论文标题
调查言语识别无序的数据增强技术
Investigation of Data Augmentation Techniques for Disordered Speech Recognition
论文作者
论文摘要
言语识别障碍是一项高度挑战的任务。言语障碍患者的基本神经运动状况通常与共同发生的身体残疾相同,导致难以收集系统开发所需的大量言语。本文研究了一系列用于语音识别的数据增强技术,包括声道长度扰动(VTLP),节奏扰动和速度扰动。在增强过程中利用了正常和无序的言语。原始数据和增强数据中的扬声器受损的可变性是使用基于学习的单元贡献(LHUC)的扬声器自适应培训对模型的。最终的扬声器调整系统是使用Uapeech语料库构建的,并且基于速度扰动的最佳增强方法,在没有数据增强的情况下,基准系统的绝对绝对(9.3%相对)单词错误率(wer)降低了2.92%(9.3%),并在16个含有16个同性恋者的测试集中,总体上降低了26.37%。

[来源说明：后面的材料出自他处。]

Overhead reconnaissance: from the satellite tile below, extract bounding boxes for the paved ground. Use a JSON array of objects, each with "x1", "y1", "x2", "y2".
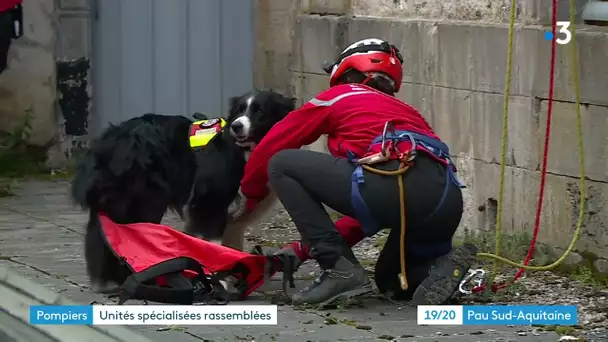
[{"x1": 0, "y1": 181, "x2": 559, "y2": 342}]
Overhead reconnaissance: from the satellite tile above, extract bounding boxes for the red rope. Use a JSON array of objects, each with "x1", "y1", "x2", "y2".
[{"x1": 473, "y1": 0, "x2": 560, "y2": 292}]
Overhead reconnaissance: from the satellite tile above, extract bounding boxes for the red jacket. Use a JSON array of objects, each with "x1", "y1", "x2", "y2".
[
  {"x1": 0, "y1": 0, "x2": 23, "y2": 12},
  {"x1": 241, "y1": 84, "x2": 438, "y2": 210}
]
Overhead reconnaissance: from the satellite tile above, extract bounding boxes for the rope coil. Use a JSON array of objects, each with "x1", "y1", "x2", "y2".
[{"x1": 477, "y1": 0, "x2": 587, "y2": 291}]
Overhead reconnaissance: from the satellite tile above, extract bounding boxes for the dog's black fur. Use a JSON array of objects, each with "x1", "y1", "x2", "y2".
[{"x1": 71, "y1": 91, "x2": 295, "y2": 291}]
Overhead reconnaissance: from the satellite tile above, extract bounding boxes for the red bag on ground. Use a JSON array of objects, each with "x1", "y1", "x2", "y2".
[{"x1": 99, "y1": 215, "x2": 274, "y2": 304}]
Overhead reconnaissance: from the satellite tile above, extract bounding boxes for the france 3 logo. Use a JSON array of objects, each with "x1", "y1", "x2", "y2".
[{"x1": 545, "y1": 21, "x2": 572, "y2": 45}]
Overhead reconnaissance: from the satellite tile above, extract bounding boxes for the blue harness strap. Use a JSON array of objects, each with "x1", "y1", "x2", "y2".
[{"x1": 348, "y1": 131, "x2": 465, "y2": 239}]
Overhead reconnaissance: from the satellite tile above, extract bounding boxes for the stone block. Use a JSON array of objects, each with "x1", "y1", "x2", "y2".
[
  {"x1": 348, "y1": 18, "x2": 437, "y2": 84},
  {"x1": 517, "y1": 27, "x2": 608, "y2": 105},
  {"x1": 0, "y1": 0, "x2": 57, "y2": 146},
  {"x1": 301, "y1": 0, "x2": 350, "y2": 15},
  {"x1": 468, "y1": 92, "x2": 540, "y2": 170},
  {"x1": 457, "y1": 158, "x2": 608, "y2": 258},
  {"x1": 430, "y1": 87, "x2": 471, "y2": 155},
  {"x1": 595, "y1": 259, "x2": 608, "y2": 274},
  {"x1": 396, "y1": 83, "x2": 435, "y2": 126},
  {"x1": 539, "y1": 101, "x2": 608, "y2": 182},
  {"x1": 464, "y1": 158, "x2": 539, "y2": 234},
  {"x1": 290, "y1": 15, "x2": 348, "y2": 75},
  {"x1": 468, "y1": 23, "x2": 529, "y2": 94}
]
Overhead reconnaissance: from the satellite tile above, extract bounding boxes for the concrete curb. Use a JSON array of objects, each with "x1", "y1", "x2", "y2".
[{"x1": 0, "y1": 267, "x2": 152, "y2": 342}]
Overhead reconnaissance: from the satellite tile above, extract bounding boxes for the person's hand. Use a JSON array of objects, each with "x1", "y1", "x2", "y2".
[{"x1": 228, "y1": 188, "x2": 247, "y2": 220}]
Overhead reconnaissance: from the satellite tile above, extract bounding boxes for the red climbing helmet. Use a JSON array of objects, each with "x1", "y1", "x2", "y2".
[{"x1": 323, "y1": 38, "x2": 403, "y2": 92}]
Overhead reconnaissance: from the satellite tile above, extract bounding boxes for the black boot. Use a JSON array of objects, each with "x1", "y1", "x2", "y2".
[
  {"x1": 291, "y1": 257, "x2": 373, "y2": 305},
  {"x1": 412, "y1": 243, "x2": 477, "y2": 305}
]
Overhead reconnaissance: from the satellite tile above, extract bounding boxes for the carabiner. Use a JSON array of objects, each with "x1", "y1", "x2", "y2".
[
  {"x1": 458, "y1": 268, "x2": 486, "y2": 294},
  {"x1": 381, "y1": 121, "x2": 395, "y2": 156}
]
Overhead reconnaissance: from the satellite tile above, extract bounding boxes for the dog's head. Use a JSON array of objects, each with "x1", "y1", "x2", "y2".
[{"x1": 228, "y1": 91, "x2": 295, "y2": 147}]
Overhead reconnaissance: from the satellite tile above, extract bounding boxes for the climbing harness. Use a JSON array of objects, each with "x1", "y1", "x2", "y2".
[
  {"x1": 466, "y1": 0, "x2": 587, "y2": 292},
  {"x1": 349, "y1": 121, "x2": 464, "y2": 291},
  {"x1": 349, "y1": 0, "x2": 587, "y2": 293},
  {"x1": 188, "y1": 117, "x2": 226, "y2": 149}
]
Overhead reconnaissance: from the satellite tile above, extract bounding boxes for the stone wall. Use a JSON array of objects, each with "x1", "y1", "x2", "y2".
[
  {"x1": 0, "y1": 0, "x2": 57, "y2": 146},
  {"x1": 256, "y1": 0, "x2": 608, "y2": 266}
]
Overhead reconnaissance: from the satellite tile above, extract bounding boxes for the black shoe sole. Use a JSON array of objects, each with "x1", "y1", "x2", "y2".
[{"x1": 412, "y1": 243, "x2": 477, "y2": 305}]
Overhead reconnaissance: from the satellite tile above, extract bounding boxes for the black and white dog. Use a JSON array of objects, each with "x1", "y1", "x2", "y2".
[{"x1": 71, "y1": 91, "x2": 295, "y2": 292}]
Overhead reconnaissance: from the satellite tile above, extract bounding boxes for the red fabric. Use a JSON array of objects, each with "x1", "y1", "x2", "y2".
[
  {"x1": 329, "y1": 50, "x2": 403, "y2": 92},
  {"x1": 283, "y1": 216, "x2": 365, "y2": 262},
  {"x1": 0, "y1": 0, "x2": 22, "y2": 12},
  {"x1": 99, "y1": 215, "x2": 267, "y2": 296},
  {"x1": 241, "y1": 84, "x2": 438, "y2": 208}
]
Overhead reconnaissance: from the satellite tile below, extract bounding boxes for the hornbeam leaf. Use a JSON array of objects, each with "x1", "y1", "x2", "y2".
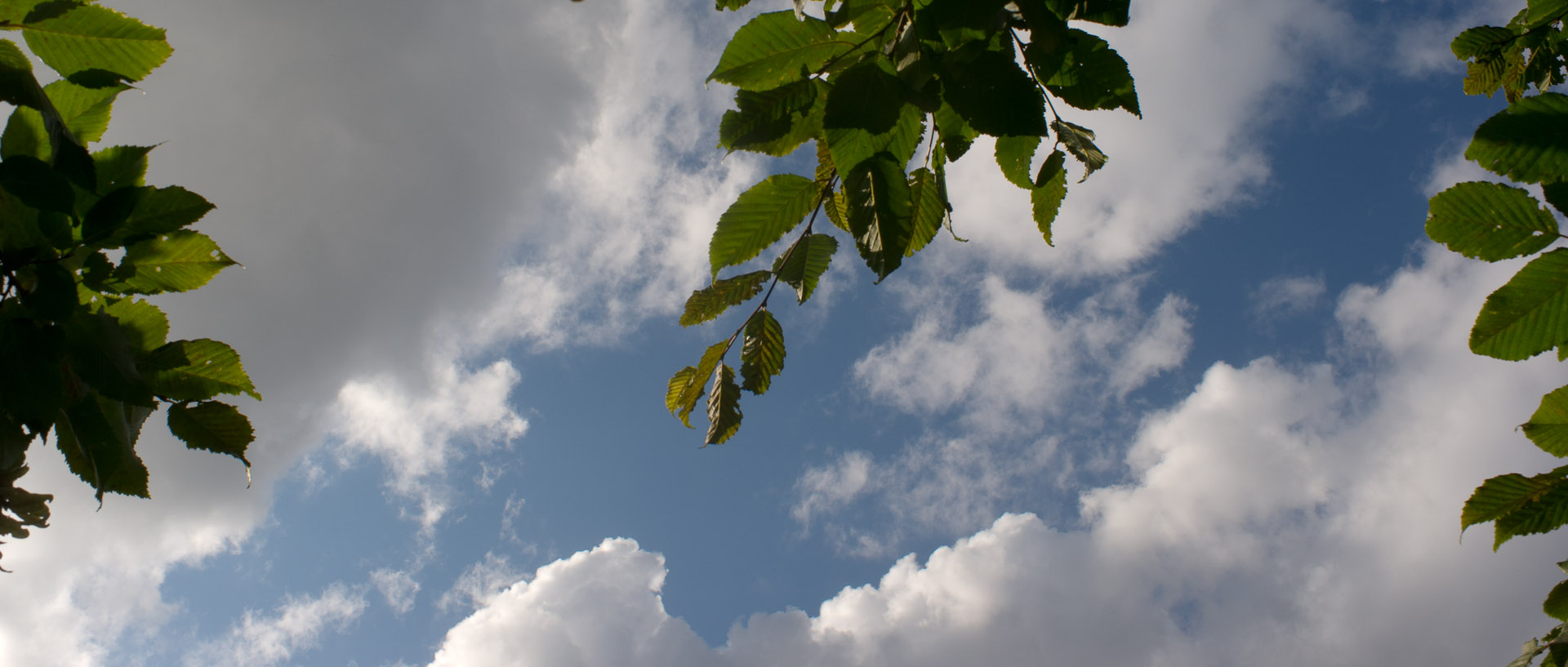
[
  {"x1": 22, "y1": 0, "x2": 174, "y2": 82},
  {"x1": 707, "y1": 363, "x2": 742, "y2": 445},
  {"x1": 680, "y1": 271, "x2": 773, "y2": 327},
  {"x1": 1050, "y1": 121, "x2": 1107, "y2": 183},
  {"x1": 665, "y1": 340, "x2": 731, "y2": 429},
  {"x1": 996, "y1": 136, "x2": 1040, "y2": 189},
  {"x1": 844, "y1": 153, "x2": 912, "y2": 282},
  {"x1": 114, "y1": 230, "x2": 238, "y2": 295},
  {"x1": 1029, "y1": 150, "x2": 1068, "y2": 246},
  {"x1": 1427, "y1": 181, "x2": 1557, "y2": 261},
  {"x1": 1469, "y1": 247, "x2": 1568, "y2": 362},
  {"x1": 1519, "y1": 387, "x2": 1568, "y2": 457},
  {"x1": 707, "y1": 172, "x2": 822, "y2": 277},
  {"x1": 903, "y1": 168, "x2": 941, "y2": 257},
  {"x1": 768, "y1": 233, "x2": 839, "y2": 300},
  {"x1": 169, "y1": 401, "x2": 256, "y2": 468},
  {"x1": 707, "y1": 11, "x2": 854, "y2": 91},
  {"x1": 740, "y1": 309, "x2": 784, "y2": 396},
  {"x1": 143, "y1": 338, "x2": 262, "y2": 401},
  {"x1": 1464, "y1": 92, "x2": 1568, "y2": 183}
]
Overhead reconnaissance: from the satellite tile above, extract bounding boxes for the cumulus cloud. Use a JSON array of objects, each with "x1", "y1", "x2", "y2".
[{"x1": 185, "y1": 584, "x2": 365, "y2": 667}]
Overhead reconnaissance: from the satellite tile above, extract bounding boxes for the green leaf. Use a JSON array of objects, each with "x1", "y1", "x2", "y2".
[
  {"x1": 740, "y1": 309, "x2": 784, "y2": 396},
  {"x1": 844, "y1": 153, "x2": 912, "y2": 282},
  {"x1": 1469, "y1": 249, "x2": 1568, "y2": 362},
  {"x1": 707, "y1": 363, "x2": 742, "y2": 445},
  {"x1": 903, "y1": 167, "x2": 947, "y2": 257},
  {"x1": 1050, "y1": 121, "x2": 1107, "y2": 183},
  {"x1": 680, "y1": 271, "x2": 773, "y2": 327},
  {"x1": 114, "y1": 230, "x2": 238, "y2": 295},
  {"x1": 941, "y1": 50, "x2": 1046, "y2": 136},
  {"x1": 104, "y1": 299, "x2": 169, "y2": 353},
  {"x1": 1427, "y1": 181, "x2": 1557, "y2": 261},
  {"x1": 82, "y1": 186, "x2": 215, "y2": 246},
  {"x1": 143, "y1": 338, "x2": 262, "y2": 401},
  {"x1": 1449, "y1": 25, "x2": 1518, "y2": 60},
  {"x1": 1464, "y1": 92, "x2": 1568, "y2": 183},
  {"x1": 1029, "y1": 150, "x2": 1068, "y2": 246},
  {"x1": 169, "y1": 401, "x2": 256, "y2": 468},
  {"x1": 718, "y1": 80, "x2": 828, "y2": 158},
  {"x1": 55, "y1": 394, "x2": 152, "y2": 503},
  {"x1": 774, "y1": 233, "x2": 839, "y2": 299},
  {"x1": 996, "y1": 136, "x2": 1040, "y2": 189},
  {"x1": 707, "y1": 174, "x2": 822, "y2": 277},
  {"x1": 707, "y1": 11, "x2": 854, "y2": 91},
  {"x1": 1024, "y1": 29, "x2": 1143, "y2": 116},
  {"x1": 665, "y1": 340, "x2": 733, "y2": 429},
  {"x1": 1541, "y1": 581, "x2": 1568, "y2": 620},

Disordered speech recognition is a highly challenging task. The underlying neuro-motor conditions of people with speech disorders, often compounded with co-occurring physical disabilities, lead to the difficulty in collecting large quantities of speech required for system development. This paper investigates a set of data augmentation techniques for disordered speech recognition, including vocal tract length perturbation (VTLP), tempo perturbation and speed perturbation. Both normal and disordered speech were exploited in the augmentation process. Variability among impaired speakers in both the original and augmented data was modeled using learning hidden unit contributions (LHUC) based speaker adaptive training. The final speaker adapted system constructed using the UASpeech corpus and the best augmentation approach based on speed perturbation produced up to 2.92% absolute (9.3% relative) word error rate (WER) reduction over the baseline system without data augmentation, and gave an overall WER of 26.37% on the test set containing 16 dysarthric speakers.